My chest tightens, and I'm not sure whether it's fear or anticipation or simply the cramp that has been building for the last hour and is now radiating into my ribs.

"I'm listening."

"Treatment first. Before anything else. I have a physician who will arrange a consultation with the best excision surgeon in the country within the week. Surgery will be scheduled as soon as medically appropriate. All costs covered. Ongoing care, medication, rehabilitation, everything."

I stare at him.

"In exchange," he continues, with the same flat, precise delivery, "marriage. You will carry my name. You will be publicly presented as my wife. You will be expected to support the family's social obligations. And eventually, when you are healthy enough, children."

The word "eventually" catches my attention. Eventually. When I am healthy enough.

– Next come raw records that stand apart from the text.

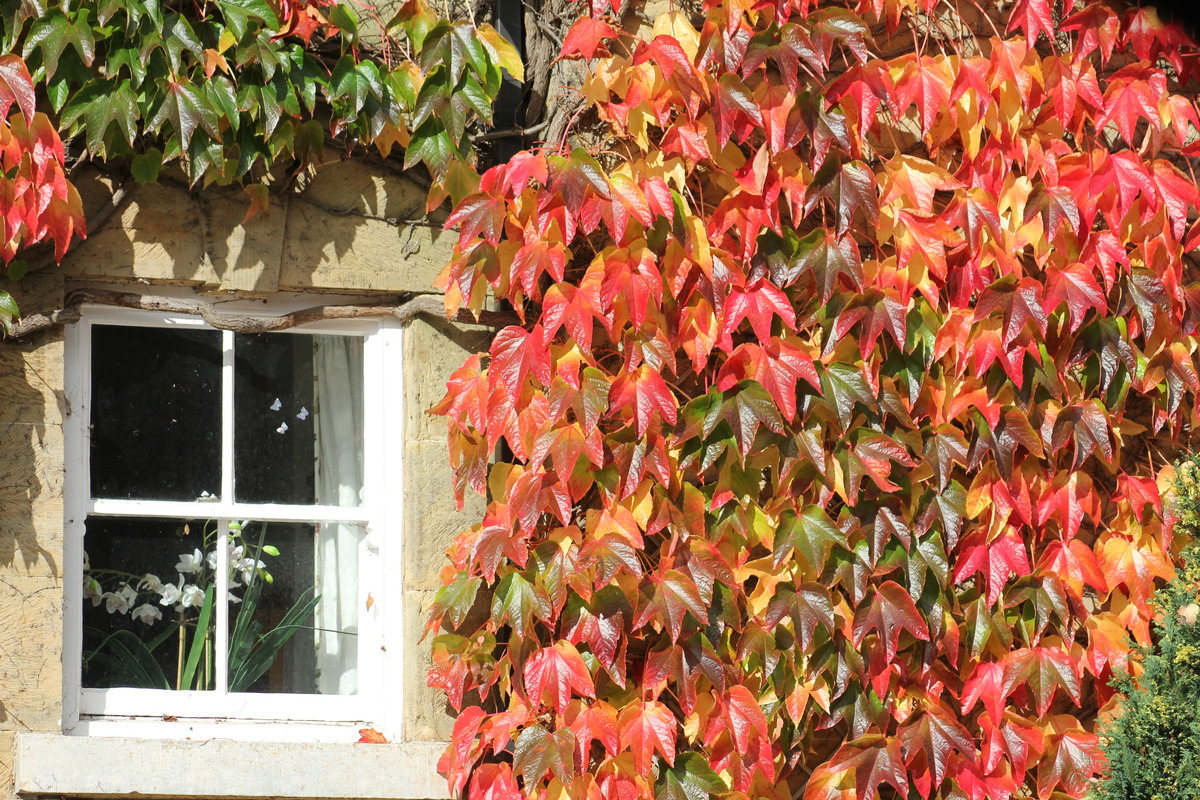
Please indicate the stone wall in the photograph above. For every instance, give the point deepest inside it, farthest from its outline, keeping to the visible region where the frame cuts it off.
(341, 230)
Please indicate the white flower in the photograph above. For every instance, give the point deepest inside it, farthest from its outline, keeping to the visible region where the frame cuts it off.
(150, 582)
(192, 595)
(189, 564)
(247, 566)
(115, 602)
(93, 590)
(147, 613)
(171, 594)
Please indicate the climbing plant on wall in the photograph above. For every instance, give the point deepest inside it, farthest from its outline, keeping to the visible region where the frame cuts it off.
(232, 91)
(856, 338)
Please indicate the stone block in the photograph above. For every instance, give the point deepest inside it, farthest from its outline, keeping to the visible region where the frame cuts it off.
(427, 716)
(31, 643)
(354, 253)
(433, 349)
(31, 458)
(156, 236)
(431, 517)
(37, 293)
(31, 379)
(245, 253)
(31, 543)
(346, 187)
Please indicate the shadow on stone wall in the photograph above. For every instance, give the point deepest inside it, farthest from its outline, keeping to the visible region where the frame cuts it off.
(31, 521)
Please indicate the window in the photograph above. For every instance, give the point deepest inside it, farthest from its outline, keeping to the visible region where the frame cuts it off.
(226, 495)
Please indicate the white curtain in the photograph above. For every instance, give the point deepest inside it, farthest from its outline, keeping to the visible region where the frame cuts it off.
(337, 365)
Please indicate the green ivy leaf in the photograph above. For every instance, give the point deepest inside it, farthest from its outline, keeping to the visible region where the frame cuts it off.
(691, 777)
(147, 166)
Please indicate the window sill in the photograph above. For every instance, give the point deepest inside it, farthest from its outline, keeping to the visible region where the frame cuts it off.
(93, 767)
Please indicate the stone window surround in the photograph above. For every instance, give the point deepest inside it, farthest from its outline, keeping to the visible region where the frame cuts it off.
(53, 764)
(235, 762)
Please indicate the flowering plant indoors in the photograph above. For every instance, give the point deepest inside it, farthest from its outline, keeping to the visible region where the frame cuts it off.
(181, 612)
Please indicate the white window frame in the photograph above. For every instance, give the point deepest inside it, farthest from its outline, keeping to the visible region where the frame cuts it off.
(244, 715)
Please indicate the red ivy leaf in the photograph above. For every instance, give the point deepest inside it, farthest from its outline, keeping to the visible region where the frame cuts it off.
(557, 674)
(647, 727)
(889, 612)
(586, 38)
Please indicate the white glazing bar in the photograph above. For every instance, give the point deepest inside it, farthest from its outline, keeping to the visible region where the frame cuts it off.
(222, 602)
(227, 417)
(262, 512)
(221, 599)
(76, 482)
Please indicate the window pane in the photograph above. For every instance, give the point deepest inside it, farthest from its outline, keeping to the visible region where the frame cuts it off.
(294, 608)
(143, 579)
(298, 419)
(155, 413)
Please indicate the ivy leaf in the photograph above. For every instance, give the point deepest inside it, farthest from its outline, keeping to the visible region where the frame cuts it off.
(53, 32)
(556, 674)
(647, 727)
(516, 356)
(537, 751)
(936, 734)
(808, 606)
(845, 385)
(689, 779)
(759, 302)
(643, 394)
(1072, 758)
(516, 602)
(502, 50)
(747, 408)
(16, 86)
(889, 612)
(1043, 671)
(432, 145)
(187, 109)
(828, 256)
(873, 759)
(810, 534)
(258, 10)
(672, 597)
(586, 38)
(456, 597)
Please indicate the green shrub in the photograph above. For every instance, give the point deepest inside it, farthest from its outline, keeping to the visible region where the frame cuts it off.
(1153, 743)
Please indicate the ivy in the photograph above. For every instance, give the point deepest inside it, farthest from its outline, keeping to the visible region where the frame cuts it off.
(853, 352)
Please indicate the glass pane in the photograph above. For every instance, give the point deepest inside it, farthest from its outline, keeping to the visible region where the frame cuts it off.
(294, 608)
(298, 419)
(145, 583)
(155, 413)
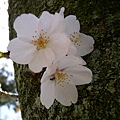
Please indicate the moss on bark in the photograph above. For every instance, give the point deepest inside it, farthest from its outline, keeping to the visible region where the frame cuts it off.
(98, 100)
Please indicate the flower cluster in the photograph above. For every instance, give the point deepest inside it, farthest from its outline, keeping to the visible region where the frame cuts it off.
(56, 43)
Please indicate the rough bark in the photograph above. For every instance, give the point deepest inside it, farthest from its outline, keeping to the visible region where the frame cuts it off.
(99, 100)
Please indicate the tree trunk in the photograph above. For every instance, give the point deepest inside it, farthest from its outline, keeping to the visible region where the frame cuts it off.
(99, 100)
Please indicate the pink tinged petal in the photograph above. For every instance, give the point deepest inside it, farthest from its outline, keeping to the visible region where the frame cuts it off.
(79, 74)
(66, 94)
(84, 44)
(49, 72)
(43, 58)
(26, 25)
(62, 11)
(21, 52)
(59, 44)
(70, 61)
(47, 93)
(71, 49)
(45, 77)
(71, 25)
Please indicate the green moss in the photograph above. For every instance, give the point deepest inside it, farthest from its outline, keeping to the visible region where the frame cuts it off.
(98, 100)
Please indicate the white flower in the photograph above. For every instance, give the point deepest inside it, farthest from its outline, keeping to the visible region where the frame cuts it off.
(59, 80)
(39, 41)
(83, 43)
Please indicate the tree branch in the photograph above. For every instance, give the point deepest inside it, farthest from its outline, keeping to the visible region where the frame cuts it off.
(4, 93)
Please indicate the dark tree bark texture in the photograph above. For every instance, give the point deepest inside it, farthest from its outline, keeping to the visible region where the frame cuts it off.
(99, 100)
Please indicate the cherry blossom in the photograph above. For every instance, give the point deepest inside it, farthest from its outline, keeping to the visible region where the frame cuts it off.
(59, 80)
(83, 43)
(39, 41)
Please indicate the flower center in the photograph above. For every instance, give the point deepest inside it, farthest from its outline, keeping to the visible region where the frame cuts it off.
(61, 77)
(40, 43)
(74, 38)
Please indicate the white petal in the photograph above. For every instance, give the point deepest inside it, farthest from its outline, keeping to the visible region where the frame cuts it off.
(59, 44)
(84, 44)
(49, 71)
(66, 94)
(47, 93)
(26, 25)
(62, 11)
(43, 58)
(79, 74)
(70, 61)
(21, 52)
(50, 23)
(71, 25)
(71, 50)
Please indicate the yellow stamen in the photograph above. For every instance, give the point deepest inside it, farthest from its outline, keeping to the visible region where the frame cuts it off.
(40, 43)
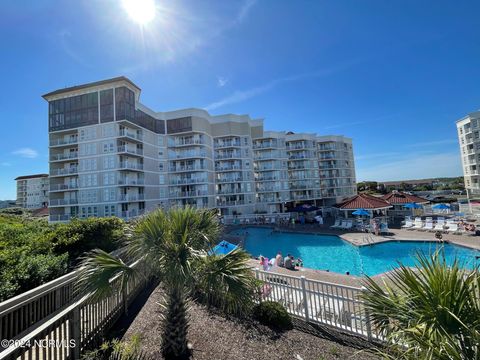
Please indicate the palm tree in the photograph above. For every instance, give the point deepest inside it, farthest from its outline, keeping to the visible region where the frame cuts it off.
(428, 312)
(176, 247)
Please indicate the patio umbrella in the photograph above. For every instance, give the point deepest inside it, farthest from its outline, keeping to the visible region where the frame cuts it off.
(412, 206)
(441, 207)
(361, 212)
(304, 208)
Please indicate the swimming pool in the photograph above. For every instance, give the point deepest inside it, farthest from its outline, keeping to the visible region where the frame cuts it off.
(329, 252)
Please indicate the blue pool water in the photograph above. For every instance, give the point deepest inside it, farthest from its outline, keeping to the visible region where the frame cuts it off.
(330, 252)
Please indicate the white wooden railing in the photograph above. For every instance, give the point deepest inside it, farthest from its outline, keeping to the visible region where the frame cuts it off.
(60, 329)
(338, 306)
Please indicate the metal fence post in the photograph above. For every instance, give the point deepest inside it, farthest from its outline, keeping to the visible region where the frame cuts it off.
(75, 333)
(367, 320)
(305, 300)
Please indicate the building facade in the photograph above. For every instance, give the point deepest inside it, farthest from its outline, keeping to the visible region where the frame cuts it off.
(111, 155)
(468, 129)
(32, 191)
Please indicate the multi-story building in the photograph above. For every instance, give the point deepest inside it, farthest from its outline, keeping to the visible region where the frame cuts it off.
(111, 155)
(468, 129)
(32, 191)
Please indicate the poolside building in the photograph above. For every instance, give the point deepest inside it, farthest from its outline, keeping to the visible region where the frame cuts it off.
(468, 131)
(111, 155)
(32, 191)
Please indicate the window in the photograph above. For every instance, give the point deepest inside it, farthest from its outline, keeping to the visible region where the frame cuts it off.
(109, 194)
(88, 164)
(108, 146)
(109, 178)
(109, 162)
(110, 210)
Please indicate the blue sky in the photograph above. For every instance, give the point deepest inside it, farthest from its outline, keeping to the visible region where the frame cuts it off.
(393, 75)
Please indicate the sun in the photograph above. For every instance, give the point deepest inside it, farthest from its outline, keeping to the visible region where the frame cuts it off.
(140, 11)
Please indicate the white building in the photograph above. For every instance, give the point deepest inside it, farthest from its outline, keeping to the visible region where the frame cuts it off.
(468, 129)
(111, 155)
(32, 191)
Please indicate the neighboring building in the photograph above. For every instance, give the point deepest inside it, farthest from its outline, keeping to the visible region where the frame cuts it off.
(111, 155)
(32, 191)
(469, 139)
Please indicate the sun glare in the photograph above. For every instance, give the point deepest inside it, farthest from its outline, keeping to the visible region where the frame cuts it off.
(140, 11)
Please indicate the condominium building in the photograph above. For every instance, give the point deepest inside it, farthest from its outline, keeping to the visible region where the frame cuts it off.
(32, 191)
(468, 129)
(111, 155)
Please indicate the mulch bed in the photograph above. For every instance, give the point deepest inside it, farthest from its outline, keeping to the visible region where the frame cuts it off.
(215, 336)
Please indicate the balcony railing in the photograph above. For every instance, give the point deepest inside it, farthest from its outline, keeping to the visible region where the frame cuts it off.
(130, 166)
(130, 134)
(63, 187)
(127, 181)
(68, 156)
(62, 172)
(61, 217)
(131, 197)
(62, 202)
(60, 142)
(126, 149)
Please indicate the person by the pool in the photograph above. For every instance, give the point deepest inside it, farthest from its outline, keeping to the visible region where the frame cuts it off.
(279, 259)
(288, 262)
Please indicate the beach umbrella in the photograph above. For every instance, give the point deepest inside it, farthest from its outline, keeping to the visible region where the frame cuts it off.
(441, 207)
(361, 212)
(412, 206)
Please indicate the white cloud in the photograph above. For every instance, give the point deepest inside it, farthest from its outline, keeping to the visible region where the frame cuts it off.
(26, 153)
(221, 81)
(244, 10)
(416, 166)
(433, 143)
(242, 95)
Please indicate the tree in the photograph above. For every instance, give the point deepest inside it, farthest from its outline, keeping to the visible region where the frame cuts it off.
(176, 246)
(430, 312)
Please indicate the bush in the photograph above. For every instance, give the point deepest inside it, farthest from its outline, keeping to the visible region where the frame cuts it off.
(273, 314)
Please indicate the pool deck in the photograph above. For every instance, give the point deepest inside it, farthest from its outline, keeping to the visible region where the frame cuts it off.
(363, 239)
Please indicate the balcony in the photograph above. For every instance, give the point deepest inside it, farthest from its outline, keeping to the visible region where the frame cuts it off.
(62, 157)
(59, 217)
(127, 150)
(225, 144)
(63, 142)
(183, 181)
(130, 166)
(131, 213)
(131, 134)
(130, 182)
(131, 197)
(63, 187)
(64, 172)
(186, 168)
(62, 202)
(193, 193)
(188, 154)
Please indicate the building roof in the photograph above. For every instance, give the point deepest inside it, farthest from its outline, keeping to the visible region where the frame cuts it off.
(363, 201)
(95, 83)
(25, 177)
(400, 198)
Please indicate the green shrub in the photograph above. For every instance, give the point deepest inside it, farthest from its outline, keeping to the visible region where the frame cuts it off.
(273, 314)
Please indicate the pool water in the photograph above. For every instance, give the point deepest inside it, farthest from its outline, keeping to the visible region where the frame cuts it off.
(329, 252)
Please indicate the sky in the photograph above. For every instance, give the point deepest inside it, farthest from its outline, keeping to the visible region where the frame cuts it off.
(392, 75)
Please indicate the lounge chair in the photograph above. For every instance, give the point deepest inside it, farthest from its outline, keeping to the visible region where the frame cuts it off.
(428, 226)
(408, 224)
(337, 224)
(418, 225)
(439, 225)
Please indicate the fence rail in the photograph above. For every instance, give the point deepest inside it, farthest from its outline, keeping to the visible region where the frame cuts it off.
(63, 332)
(319, 302)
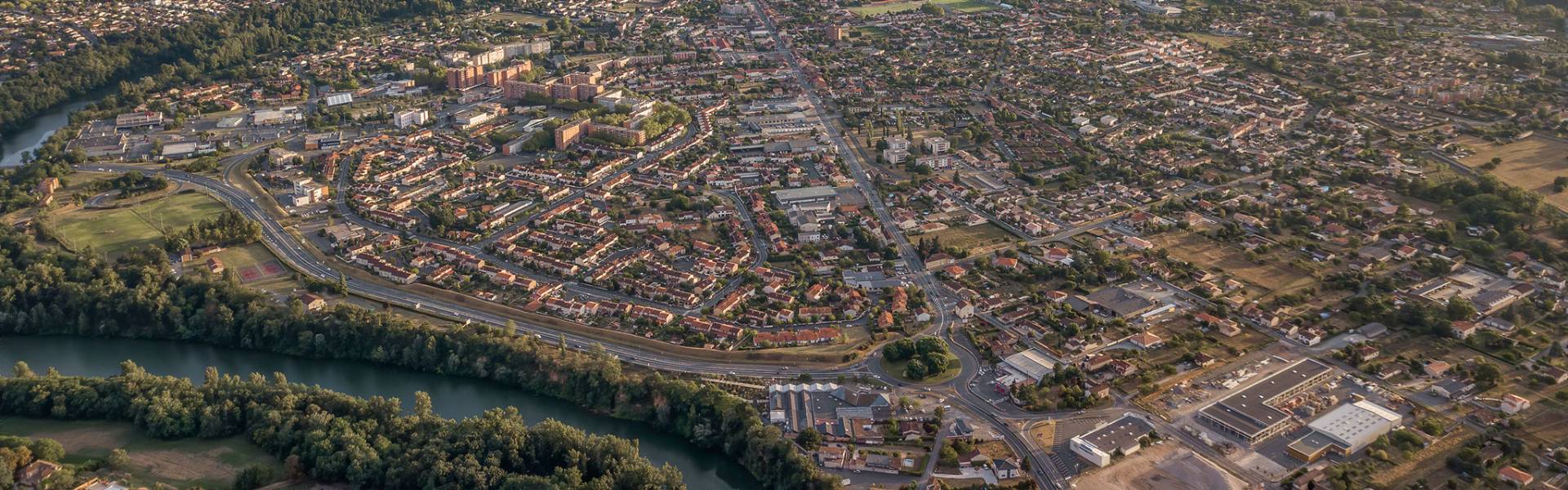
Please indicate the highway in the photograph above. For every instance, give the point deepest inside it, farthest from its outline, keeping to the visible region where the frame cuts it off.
(292, 252)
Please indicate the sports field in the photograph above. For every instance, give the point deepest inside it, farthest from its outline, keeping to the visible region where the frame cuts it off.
(1532, 163)
(117, 231)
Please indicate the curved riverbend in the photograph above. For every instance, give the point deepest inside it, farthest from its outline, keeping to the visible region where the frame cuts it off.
(15, 143)
(452, 396)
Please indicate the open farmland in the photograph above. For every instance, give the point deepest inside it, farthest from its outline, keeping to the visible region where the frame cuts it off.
(973, 239)
(189, 462)
(1530, 163)
(1274, 275)
(898, 7)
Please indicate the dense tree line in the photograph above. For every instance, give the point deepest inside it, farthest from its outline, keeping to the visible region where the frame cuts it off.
(16, 452)
(56, 292)
(927, 355)
(132, 184)
(342, 439)
(226, 228)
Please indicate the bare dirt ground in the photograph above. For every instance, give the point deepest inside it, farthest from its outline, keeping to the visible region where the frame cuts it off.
(182, 466)
(1164, 467)
(1530, 163)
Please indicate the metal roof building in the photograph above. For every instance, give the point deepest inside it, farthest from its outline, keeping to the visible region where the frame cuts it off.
(1106, 440)
(1348, 429)
(1250, 413)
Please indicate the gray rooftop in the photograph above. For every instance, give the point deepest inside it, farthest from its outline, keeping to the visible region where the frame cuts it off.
(1121, 434)
(804, 194)
(1249, 410)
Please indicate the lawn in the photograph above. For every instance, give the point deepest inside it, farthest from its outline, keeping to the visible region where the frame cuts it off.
(189, 462)
(971, 239)
(954, 368)
(117, 231)
(1530, 163)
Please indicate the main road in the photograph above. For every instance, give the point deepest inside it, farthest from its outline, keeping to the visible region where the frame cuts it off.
(292, 250)
(940, 299)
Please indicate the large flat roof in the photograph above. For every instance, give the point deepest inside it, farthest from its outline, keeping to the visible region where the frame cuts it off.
(1121, 434)
(1249, 410)
(1353, 425)
(1031, 363)
(819, 192)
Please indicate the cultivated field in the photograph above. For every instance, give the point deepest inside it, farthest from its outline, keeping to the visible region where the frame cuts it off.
(973, 239)
(1213, 41)
(1547, 423)
(190, 462)
(1164, 467)
(518, 18)
(1274, 275)
(117, 231)
(1530, 163)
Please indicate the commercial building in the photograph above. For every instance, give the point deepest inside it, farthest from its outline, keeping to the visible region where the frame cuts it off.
(1120, 437)
(1489, 291)
(323, 140)
(1032, 365)
(1344, 430)
(1252, 415)
(339, 100)
(412, 117)
(138, 120)
(568, 134)
(804, 195)
(795, 408)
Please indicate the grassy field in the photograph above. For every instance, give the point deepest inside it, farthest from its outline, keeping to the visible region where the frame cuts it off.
(518, 18)
(1213, 41)
(1530, 163)
(898, 7)
(954, 368)
(973, 239)
(115, 231)
(1274, 275)
(190, 462)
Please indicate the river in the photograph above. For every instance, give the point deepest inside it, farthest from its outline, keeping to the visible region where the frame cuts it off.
(29, 139)
(452, 396)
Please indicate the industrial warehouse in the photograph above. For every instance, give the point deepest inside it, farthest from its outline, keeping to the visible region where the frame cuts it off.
(1123, 437)
(1252, 415)
(1346, 429)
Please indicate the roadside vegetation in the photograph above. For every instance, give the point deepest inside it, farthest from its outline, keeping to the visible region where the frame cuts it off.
(57, 292)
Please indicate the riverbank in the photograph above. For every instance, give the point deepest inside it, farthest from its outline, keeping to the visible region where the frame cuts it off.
(451, 396)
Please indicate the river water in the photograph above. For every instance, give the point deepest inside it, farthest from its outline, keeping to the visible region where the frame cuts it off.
(29, 139)
(452, 396)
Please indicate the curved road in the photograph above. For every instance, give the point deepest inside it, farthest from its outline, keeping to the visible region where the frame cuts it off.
(292, 252)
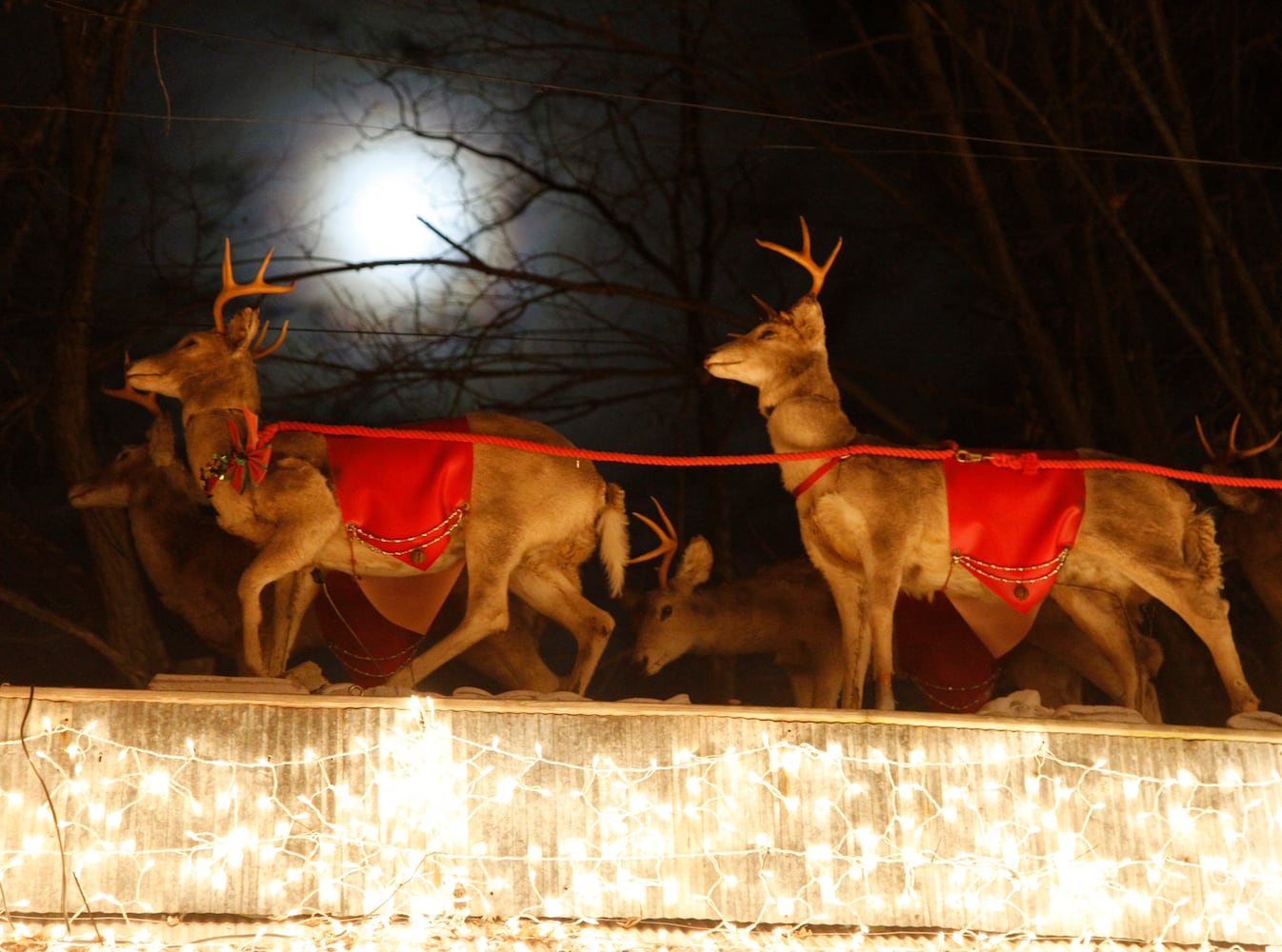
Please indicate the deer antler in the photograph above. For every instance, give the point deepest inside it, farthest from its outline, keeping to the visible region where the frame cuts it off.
(818, 272)
(1232, 454)
(667, 546)
(258, 286)
(136, 396)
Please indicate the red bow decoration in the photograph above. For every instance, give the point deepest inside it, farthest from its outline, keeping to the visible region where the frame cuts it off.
(244, 458)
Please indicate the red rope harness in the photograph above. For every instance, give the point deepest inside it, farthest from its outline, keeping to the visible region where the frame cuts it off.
(1025, 462)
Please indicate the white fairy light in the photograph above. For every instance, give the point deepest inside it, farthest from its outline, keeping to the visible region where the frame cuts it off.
(415, 823)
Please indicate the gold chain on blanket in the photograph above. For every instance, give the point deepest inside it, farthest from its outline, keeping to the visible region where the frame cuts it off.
(981, 567)
(415, 544)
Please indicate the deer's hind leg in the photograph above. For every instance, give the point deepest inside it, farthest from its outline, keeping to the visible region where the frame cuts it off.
(1189, 582)
(301, 514)
(489, 578)
(1105, 621)
(556, 593)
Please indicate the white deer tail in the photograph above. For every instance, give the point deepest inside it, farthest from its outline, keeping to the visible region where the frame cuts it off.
(611, 529)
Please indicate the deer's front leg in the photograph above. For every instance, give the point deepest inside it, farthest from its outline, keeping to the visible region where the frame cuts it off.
(848, 595)
(880, 603)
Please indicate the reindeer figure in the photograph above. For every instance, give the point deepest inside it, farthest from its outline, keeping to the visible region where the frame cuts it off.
(788, 610)
(875, 526)
(1252, 525)
(192, 564)
(777, 610)
(531, 521)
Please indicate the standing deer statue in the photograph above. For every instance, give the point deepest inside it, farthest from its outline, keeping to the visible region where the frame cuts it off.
(777, 610)
(195, 567)
(525, 526)
(788, 610)
(878, 525)
(1252, 525)
(192, 564)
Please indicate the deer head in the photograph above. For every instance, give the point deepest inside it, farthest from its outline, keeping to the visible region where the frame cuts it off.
(789, 347)
(208, 367)
(1241, 499)
(670, 617)
(139, 467)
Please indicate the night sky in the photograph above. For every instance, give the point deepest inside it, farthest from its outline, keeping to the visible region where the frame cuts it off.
(551, 209)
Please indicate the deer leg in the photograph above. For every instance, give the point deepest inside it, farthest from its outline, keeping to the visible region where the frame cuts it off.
(855, 642)
(1104, 618)
(1196, 600)
(827, 681)
(486, 613)
(288, 551)
(555, 595)
(880, 640)
(291, 596)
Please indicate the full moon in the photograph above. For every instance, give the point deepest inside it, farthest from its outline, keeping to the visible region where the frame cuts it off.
(380, 193)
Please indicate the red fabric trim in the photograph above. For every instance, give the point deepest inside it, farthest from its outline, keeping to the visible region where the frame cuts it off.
(368, 646)
(403, 496)
(938, 652)
(1008, 526)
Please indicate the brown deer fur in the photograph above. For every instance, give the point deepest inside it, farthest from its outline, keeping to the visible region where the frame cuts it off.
(192, 564)
(1252, 525)
(788, 610)
(533, 518)
(878, 525)
(195, 565)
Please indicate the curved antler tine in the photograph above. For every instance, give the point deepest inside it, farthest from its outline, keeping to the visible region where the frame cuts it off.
(1234, 454)
(771, 314)
(818, 272)
(1232, 436)
(132, 395)
(1263, 447)
(230, 289)
(1201, 436)
(258, 351)
(667, 546)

"Those are generous terms," I say, my voice steady even though my hands have begun to shake in my lap. The air around us thickens to a state where I can feel it pressing against my skin.

"They're practical terms. You need medical care. I need a wife. The arrangement is mutually beneficial."

Wife.The thing I knew I would have to become, and yet I don’t dread it when he says it.

"Why me? You've read my file. I have no connections. No wealth. No political value. I'm a temp with a chronic condition and four hundred dollars to my name. By every metric this dinner uses to evaluate candidates, I'm the worst option in the room."

"You're the only option in the room for me."

I search his face for the catch, the trick, the clause that’ll show up later and swallow me whole. I’ve spent my whole adult life dealing with people who promise help and hand you conditions instead, and I’ve learned to look for the teeth behind every smile.

But Akyl Mostovoi isn’t smiling. His face is shut and controlled, and behind it there’s something I don’t place at first because it’s the last thing I expect to find here.

Fury. Controlled, contained, and directed at something beyond this room. And desire, if the way he keeps looking at my mouth is anything to go by.

"I have three conditions," I say.

"You mentioned them downstairs. Medical autonomy. No concealment. Wife, not property."

My eyes go wide. "You remembered?"

"I remember everything."

I hold his gaze. "Then do you agree?"

"I agree to all three." He says it immediately. Like my conditions were obvious. Like refusing them would have been irrational.

"Why aren't you negotiating?" I ask.

"Because your conditions are reasonable and I respect the intelligence it took to articulate them in a room where most women are too frightened to ask for anything at all."

I swallow. The pain pulses. I breathe through it and keep my eyes on his face, trying to work out what’s happening to me, because something is. The ground feels like it’s moving under me, and I can’t tell yet whether it’s about to swallow me or hold me up.